Пришла женщина. Это двоюродная сестра… Разговаривает с мужем… Душа слышит и понимает слова. Но словно сквозь набат, все кажется тут каким-то заколдованным. Особенно манера разговаривать. «Почему они так медленно говорят? Неужели не могут говорить быстрее?» недоумевает Душа. Сестра причитает:
– Ай-ай– ай, Верочка! – ее слова раздаются, как назойливое эхо. – Разве я такой хотела тебя увидеть? Я пришла к тебе в гости! Что ты натворила? – Муж сквозь слезы произносит:
– Надо что-то делать!
– Надо одеть ее, – догадывается сестра. – Есть, во что одеть? Белье есть? – Спрашивает она.

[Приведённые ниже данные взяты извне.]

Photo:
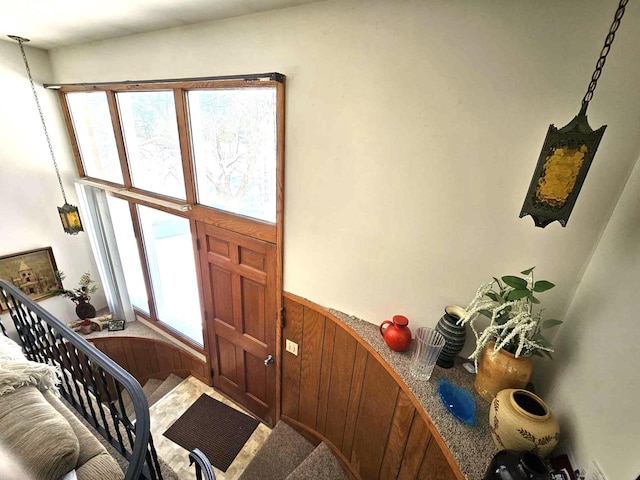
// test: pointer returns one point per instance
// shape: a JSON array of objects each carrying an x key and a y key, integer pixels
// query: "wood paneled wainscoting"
[
  {"x": 339, "y": 390},
  {"x": 146, "y": 358}
]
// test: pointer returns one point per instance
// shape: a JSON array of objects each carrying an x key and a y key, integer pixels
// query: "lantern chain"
[
  {"x": 603, "y": 55},
  {"x": 44, "y": 125}
]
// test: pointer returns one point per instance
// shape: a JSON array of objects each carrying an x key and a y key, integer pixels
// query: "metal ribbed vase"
[{"x": 454, "y": 335}]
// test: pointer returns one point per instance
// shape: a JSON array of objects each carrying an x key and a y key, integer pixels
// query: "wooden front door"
[{"x": 239, "y": 286}]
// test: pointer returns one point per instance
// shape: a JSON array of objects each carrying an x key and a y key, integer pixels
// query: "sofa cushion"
[
  {"x": 92, "y": 457},
  {"x": 40, "y": 437}
]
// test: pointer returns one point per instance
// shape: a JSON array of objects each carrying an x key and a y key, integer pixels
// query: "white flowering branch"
[{"x": 513, "y": 325}]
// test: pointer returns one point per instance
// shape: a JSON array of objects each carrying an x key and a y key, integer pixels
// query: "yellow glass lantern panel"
[{"x": 559, "y": 175}]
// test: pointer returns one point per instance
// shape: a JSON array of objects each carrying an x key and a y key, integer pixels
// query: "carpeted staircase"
[
  {"x": 154, "y": 390},
  {"x": 286, "y": 455}
]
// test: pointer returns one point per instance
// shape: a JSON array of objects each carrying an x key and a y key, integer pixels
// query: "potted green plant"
[
  {"x": 80, "y": 295},
  {"x": 505, "y": 347}
]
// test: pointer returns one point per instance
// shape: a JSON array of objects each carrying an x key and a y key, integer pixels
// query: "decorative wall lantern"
[
  {"x": 69, "y": 215},
  {"x": 70, "y": 218},
  {"x": 567, "y": 154}
]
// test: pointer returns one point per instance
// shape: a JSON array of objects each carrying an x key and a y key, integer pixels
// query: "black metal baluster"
[
  {"x": 55, "y": 351},
  {"x": 74, "y": 378},
  {"x": 96, "y": 391},
  {"x": 83, "y": 379},
  {"x": 111, "y": 404}
]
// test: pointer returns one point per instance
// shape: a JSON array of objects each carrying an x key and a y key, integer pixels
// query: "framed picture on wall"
[{"x": 33, "y": 272}]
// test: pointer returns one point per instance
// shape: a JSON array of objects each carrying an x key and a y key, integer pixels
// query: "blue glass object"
[{"x": 458, "y": 401}]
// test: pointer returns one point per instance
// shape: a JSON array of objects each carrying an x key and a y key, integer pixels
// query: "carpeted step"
[
  {"x": 280, "y": 454},
  {"x": 171, "y": 382},
  {"x": 154, "y": 390},
  {"x": 321, "y": 464}
]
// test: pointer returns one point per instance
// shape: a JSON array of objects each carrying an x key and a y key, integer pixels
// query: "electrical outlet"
[
  {"x": 595, "y": 472},
  {"x": 291, "y": 347}
]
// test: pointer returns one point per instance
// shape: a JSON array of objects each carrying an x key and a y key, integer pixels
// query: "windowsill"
[{"x": 141, "y": 328}]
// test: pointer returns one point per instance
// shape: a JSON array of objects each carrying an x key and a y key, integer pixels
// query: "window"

– Должно быть, – отвечает муж. – Она говорила про какое-то белье, которое приготовила, но я не знаю, где оно находится. Может, в шифоньере? – Муж раскрывает дверки, переворачивает вещи на полках. Ищет беспорядочно. Душе не по себе. «Они хотят переодеть мое тело? Но зачем ворошить вещи? Вот же оно, белье, в пакете. Вот, на полочке. Почему, Вова, не знаешь?» – Душа, как всякий новорожденный, была непосредственна и импульсивна. Она не всегда осознавала еще, что ее не видят. Хотелось помочь.